AUC and pAUC: Evaluating Predictive Power
Given the need for a clinical test with high specificity in this scenario, the analysis focused on the partial Area Under the Curve (pAUC) between 90% and 100% specificity. pAUC provides a more targeted measure of performance within a clinically relevant specificity range.
The WFNS scale demonstrated the highest pAUC at 3.1%, closely followed by S100β at 3.0% (Figure 1). In this specificity region, a perfect clinical test would achieve a pAUC of 10%, while a test with no discriminatory ability would yield 0.5%. For WFNS, the standardized pAUC was calculated at 63.7% using McClish’s formula (Equation 1). This standardized pAUC is composed of 0.5% from the portion of the ROC curve below the identity line and 2.6% from the portion above it within the specified specificity range. In R, using pROC, the standardized pAUC for WFNS can be computed with the command:
roc(response = aSAH$outcome, predictor = aSAH$wfns, partial.auc = c(100, 90), partial.auc.correct = TRUE, percent = TRUE)ROC curves of WFNS and S100β illustrating their predictive performance. The ROC curves for WFNS (blue) and S100β (green) are displayed, with confidence intervals for WFNS at threshold 4.5 (black bars) and the confidence interval shape for S100β (light green area). The partial AUC region is highlighted in light grey. The pAUC values for both empirical curves and the p-value of their difference from a bootstrap test are shown in the plot.
For the remainder of this discussion, we will focus on non-standardized pAUC values for simplicity.
Confidence Intervals (CI) for pAUC: Assessing Variability
Given the pAUC value for WFNS, it is important to calculate a 95% confidence interval (CI) to understand the variability of this measure. Using 10,000 bootstrap replicates, a CI of 1.6-5.0% was obtained. This number of replicates provides a reliable estimate for the second significant digit. A lower number of replicates, such as the default 2,000, would give a reasonable estimate for only the first significant digit. Various types of confidence intervals can be calculated.
Using the coords function in pROC, the threshold with the point furthest from the diagonal line in the specified region was determined to be 4.5. A rectangular confidence interval at this threshold yields bounds of 89.0-98.9% for specificity and 26.0-54.0% for sensitivity (Figure 1). If the variability of sensitivity at a fixed 90% specificity is of greater interest, the sensitivity interval is calculated as 32.8-68.8%.
As demonstrated in Figure 1 for S100β, a CI shape can be generated by calculating CIs for sensitivities across multiple specificity levels. These CI bounds are then connected to form the shape. The R code below demonstrates how to calculate the confidence shape:
plot(x = roc(response = aSAH$outcome, predictor = aSAH$s100, percent = TRUE, ci = TRUE, of = "se", sp = seq(0, 100, 5)), ci.type="shape")It is crucial to understand that confidence intervals for thresholds and predefined sensitivity or specificity levels address different analytical questions.
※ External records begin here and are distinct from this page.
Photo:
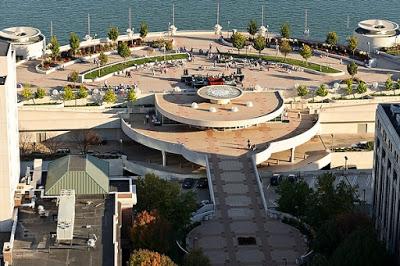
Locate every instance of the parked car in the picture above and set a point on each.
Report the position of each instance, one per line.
(188, 183)
(202, 183)
(275, 180)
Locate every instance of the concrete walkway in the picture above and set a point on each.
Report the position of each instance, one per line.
(240, 214)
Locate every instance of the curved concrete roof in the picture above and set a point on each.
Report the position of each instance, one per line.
(19, 34)
(378, 26)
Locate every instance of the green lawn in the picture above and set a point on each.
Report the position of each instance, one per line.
(95, 73)
(289, 61)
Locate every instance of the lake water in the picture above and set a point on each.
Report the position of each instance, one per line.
(71, 15)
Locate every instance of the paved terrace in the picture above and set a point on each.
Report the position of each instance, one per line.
(229, 143)
(240, 213)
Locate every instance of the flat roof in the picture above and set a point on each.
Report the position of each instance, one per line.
(35, 236)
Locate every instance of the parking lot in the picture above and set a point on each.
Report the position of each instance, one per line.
(361, 179)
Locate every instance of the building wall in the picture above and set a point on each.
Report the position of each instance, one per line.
(386, 201)
(9, 143)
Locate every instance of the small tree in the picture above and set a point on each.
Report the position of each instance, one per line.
(306, 53)
(302, 91)
(259, 43)
(196, 257)
(389, 84)
(362, 87)
(110, 96)
(123, 50)
(238, 41)
(27, 92)
(74, 77)
(74, 43)
(54, 48)
(40, 93)
(113, 34)
(68, 94)
(144, 29)
(322, 91)
(352, 44)
(82, 93)
(285, 48)
(332, 38)
(252, 27)
(144, 257)
(131, 97)
(285, 30)
(352, 69)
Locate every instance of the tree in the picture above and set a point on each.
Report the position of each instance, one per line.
(352, 69)
(389, 84)
(158, 194)
(131, 97)
(113, 34)
(285, 48)
(196, 257)
(349, 86)
(68, 94)
(293, 197)
(302, 90)
(26, 92)
(74, 77)
(361, 248)
(54, 48)
(362, 87)
(306, 52)
(103, 59)
(352, 43)
(143, 257)
(86, 138)
(329, 200)
(144, 29)
(285, 31)
(252, 27)
(238, 41)
(332, 38)
(40, 93)
(74, 43)
(82, 93)
(123, 50)
(150, 231)
(259, 43)
(110, 96)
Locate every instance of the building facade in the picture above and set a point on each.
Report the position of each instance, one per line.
(9, 141)
(386, 201)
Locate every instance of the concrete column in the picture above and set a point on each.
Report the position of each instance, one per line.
(292, 150)
(164, 158)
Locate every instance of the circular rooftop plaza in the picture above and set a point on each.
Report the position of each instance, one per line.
(204, 109)
(220, 94)
(378, 26)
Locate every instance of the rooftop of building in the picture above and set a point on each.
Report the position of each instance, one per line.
(393, 113)
(35, 238)
(87, 175)
(4, 48)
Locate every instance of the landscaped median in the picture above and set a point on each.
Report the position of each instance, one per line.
(312, 67)
(110, 69)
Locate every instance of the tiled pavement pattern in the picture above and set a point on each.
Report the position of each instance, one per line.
(240, 213)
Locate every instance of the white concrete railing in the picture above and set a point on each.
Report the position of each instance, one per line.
(224, 124)
(287, 144)
(175, 148)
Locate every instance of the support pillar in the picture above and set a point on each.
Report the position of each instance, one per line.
(292, 150)
(164, 155)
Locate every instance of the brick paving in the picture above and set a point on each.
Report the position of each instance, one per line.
(240, 213)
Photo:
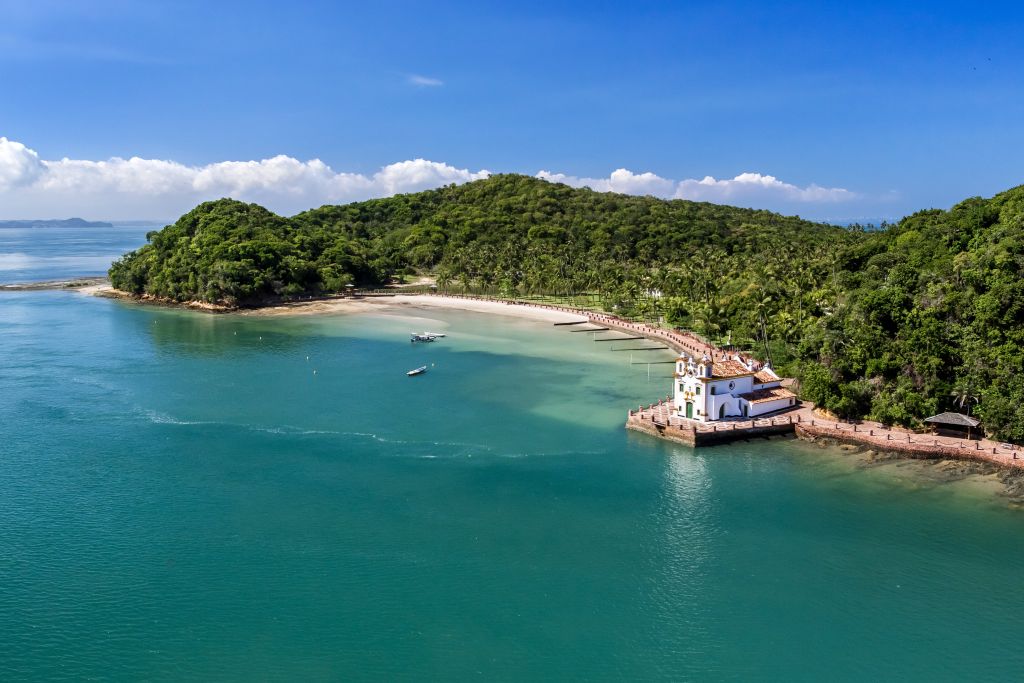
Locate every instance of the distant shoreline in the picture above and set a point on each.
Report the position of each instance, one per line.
(338, 306)
(67, 284)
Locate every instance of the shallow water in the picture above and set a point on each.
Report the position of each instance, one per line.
(181, 497)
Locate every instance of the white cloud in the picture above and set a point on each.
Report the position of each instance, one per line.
(425, 81)
(18, 165)
(621, 180)
(122, 188)
(750, 186)
(745, 188)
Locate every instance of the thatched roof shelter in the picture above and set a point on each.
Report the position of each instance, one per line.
(955, 423)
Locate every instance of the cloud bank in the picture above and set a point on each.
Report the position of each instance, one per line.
(744, 188)
(123, 188)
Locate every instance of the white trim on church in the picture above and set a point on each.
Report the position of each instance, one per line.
(709, 390)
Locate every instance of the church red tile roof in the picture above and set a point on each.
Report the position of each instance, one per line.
(723, 369)
(761, 395)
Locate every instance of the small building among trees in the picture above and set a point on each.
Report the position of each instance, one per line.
(955, 424)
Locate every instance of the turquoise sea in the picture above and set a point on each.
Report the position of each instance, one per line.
(35, 254)
(183, 498)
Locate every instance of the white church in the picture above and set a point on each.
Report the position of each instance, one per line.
(712, 390)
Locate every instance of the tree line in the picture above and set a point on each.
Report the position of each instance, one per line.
(892, 324)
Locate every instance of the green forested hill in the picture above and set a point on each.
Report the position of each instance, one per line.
(894, 325)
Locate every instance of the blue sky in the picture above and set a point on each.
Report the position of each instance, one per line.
(885, 108)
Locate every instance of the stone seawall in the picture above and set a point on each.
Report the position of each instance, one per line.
(695, 437)
(915, 445)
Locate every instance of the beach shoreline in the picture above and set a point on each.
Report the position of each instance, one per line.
(348, 305)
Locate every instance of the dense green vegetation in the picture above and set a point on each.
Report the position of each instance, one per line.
(893, 325)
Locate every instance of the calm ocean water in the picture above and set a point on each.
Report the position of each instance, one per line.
(182, 498)
(34, 254)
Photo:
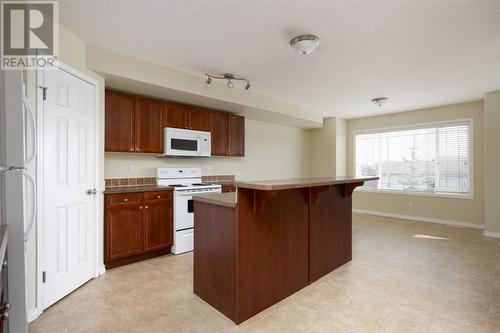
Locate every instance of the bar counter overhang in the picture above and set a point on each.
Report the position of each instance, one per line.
(268, 240)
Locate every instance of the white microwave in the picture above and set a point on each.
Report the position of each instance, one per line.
(182, 142)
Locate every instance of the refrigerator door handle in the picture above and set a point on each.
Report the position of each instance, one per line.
(33, 216)
(31, 117)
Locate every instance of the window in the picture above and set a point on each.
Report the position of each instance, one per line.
(433, 158)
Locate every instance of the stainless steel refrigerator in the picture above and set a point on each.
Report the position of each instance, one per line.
(17, 188)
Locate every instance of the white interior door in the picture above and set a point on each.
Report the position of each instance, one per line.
(69, 157)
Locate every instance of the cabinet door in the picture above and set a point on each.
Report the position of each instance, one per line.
(218, 128)
(177, 115)
(158, 224)
(199, 119)
(148, 125)
(236, 135)
(124, 231)
(119, 122)
(228, 188)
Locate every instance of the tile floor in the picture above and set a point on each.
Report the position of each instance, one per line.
(404, 277)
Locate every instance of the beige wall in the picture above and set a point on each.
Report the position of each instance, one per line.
(328, 149)
(341, 147)
(453, 209)
(271, 151)
(143, 77)
(71, 53)
(323, 149)
(492, 161)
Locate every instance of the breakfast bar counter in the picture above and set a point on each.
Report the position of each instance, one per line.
(270, 239)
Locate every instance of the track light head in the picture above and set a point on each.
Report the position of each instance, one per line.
(230, 78)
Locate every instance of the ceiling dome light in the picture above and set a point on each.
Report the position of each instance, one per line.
(379, 100)
(304, 44)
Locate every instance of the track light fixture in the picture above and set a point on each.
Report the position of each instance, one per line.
(230, 78)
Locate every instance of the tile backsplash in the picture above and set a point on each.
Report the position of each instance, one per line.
(218, 178)
(115, 182)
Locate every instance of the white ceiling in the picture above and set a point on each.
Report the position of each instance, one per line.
(419, 53)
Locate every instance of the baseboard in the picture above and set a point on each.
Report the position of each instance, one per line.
(420, 219)
(102, 270)
(492, 234)
(34, 314)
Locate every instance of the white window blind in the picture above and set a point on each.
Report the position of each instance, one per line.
(433, 158)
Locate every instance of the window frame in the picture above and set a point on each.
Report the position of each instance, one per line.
(470, 122)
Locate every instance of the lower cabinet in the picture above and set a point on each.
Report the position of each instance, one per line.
(228, 188)
(137, 226)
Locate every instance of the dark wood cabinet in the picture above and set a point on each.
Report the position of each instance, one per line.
(124, 218)
(148, 125)
(228, 188)
(158, 222)
(236, 134)
(199, 119)
(219, 122)
(228, 134)
(119, 122)
(135, 124)
(137, 226)
(177, 115)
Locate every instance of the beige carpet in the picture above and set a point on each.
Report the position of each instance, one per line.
(404, 277)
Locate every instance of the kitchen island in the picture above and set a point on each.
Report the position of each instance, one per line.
(270, 239)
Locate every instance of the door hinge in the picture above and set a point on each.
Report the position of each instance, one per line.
(44, 93)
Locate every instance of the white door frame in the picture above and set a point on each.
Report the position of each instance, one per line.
(38, 310)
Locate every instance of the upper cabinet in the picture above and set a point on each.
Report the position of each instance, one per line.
(148, 125)
(228, 134)
(199, 119)
(135, 124)
(176, 115)
(188, 117)
(218, 128)
(119, 120)
(236, 141)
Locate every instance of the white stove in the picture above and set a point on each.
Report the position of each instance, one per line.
(186, 182)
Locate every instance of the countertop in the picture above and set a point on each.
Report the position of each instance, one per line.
(272, 185)
(222, 182)
(221, 199)
(132, 189)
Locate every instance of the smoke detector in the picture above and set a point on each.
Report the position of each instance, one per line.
(379, 100)
(304, 44)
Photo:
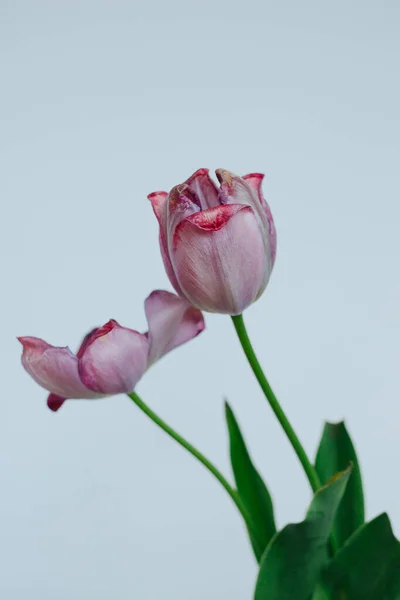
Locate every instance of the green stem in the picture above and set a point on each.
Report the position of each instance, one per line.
(200, 457)
(310, 471)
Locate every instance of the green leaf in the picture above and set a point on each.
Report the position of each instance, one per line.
(251, 488)
(366, 568)
(292, 563)
(335, 452)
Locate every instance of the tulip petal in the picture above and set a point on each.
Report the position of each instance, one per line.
(160, 207)
(157, 200)
(220, 260)
(172, 322)
(114, 359)
(55, 369)
(255, 180)
(236, 190)
(201, 184)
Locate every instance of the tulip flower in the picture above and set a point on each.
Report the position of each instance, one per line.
(218, 244)
(111, 359)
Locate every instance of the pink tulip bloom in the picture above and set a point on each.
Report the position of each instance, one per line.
(111, 359)
(218, 244)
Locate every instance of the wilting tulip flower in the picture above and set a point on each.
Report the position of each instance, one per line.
(218, 244)
(111, 359)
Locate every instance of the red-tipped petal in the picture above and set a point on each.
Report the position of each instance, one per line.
(55, 369)
(114, 359)
(157, 200)
(172, 321)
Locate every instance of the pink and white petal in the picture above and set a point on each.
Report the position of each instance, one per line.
(181, 203)
(55, 369)
(236, 190)
(205, 189)
(172, 321)
(255, 180)
(158, 201)
(220, 260)
(114, 360)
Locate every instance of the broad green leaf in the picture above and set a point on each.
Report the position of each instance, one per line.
(335, 452)
(251, 488)
(366, 568)
(292, 563)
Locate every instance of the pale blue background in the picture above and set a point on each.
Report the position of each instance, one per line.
(101, 103)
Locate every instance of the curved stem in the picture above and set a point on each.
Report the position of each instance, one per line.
(200, 457)
(310, 471)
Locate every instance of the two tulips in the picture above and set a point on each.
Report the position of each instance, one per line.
(218, 245)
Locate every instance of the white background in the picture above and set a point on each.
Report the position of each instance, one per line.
(103, 102)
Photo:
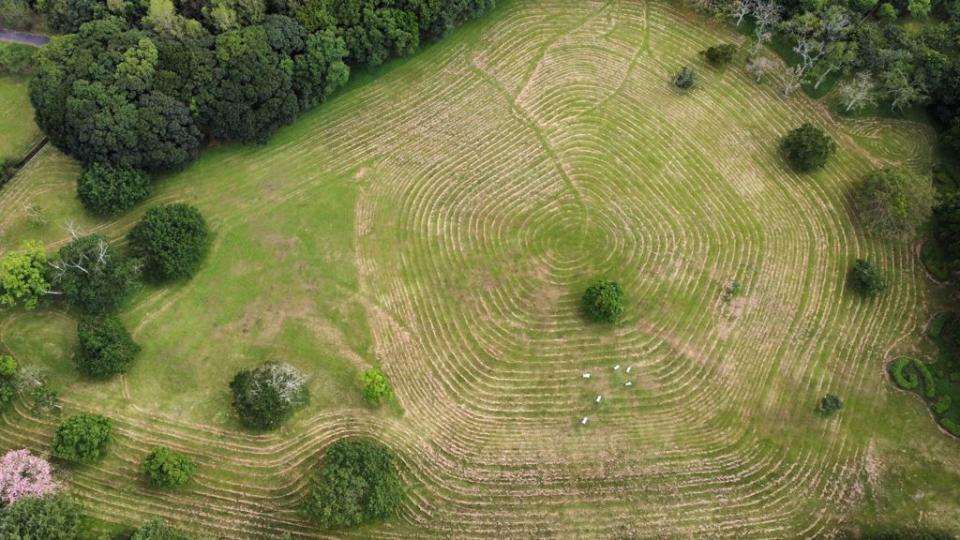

For example, reporting only the sensitivity CI bound for a specific threshold (like 4.5) without the corresponding specificity CI bound would be misleading. Similarly, calculating separate CIs for sensitivity and specificity at a cut-off value is also statistically inaccurate.
Statistical Comparison of ROC Curves
While S100β showed the second-best pAUC at 3.0%, its difference from WFNS (3.1%) is minimal. A bootstrap test in pROC indicates that this difference is not statistically significant (p = 0.8, Figure 1). However, a Venkatraman’s test, which evaluates the entire ROC curve shape, suggests a difference in the ROC curves (p = 0.004). Indeed, focusing on the high sensitivity region (90-100% sensitivity) reveals a significant difference in pAUCs (p = 0.005, pAUC = 4.3 for WFNS and 1.4 for S100β). Despite this, given our primary interest in the high specificity region, the comparison indicates no significant difference in predictive performance between WFNS and S100β within that clinically relevant range.
pROC provides tools for pairwise comparison of ROC curves. It is important to note that multiple testing corrections are not automatically implemented. When conducting multiple comparisons, users should be mindful of the increased risk of Type I errors and apply appropriate correction methods if necessary, as recommended in statistical literature [32].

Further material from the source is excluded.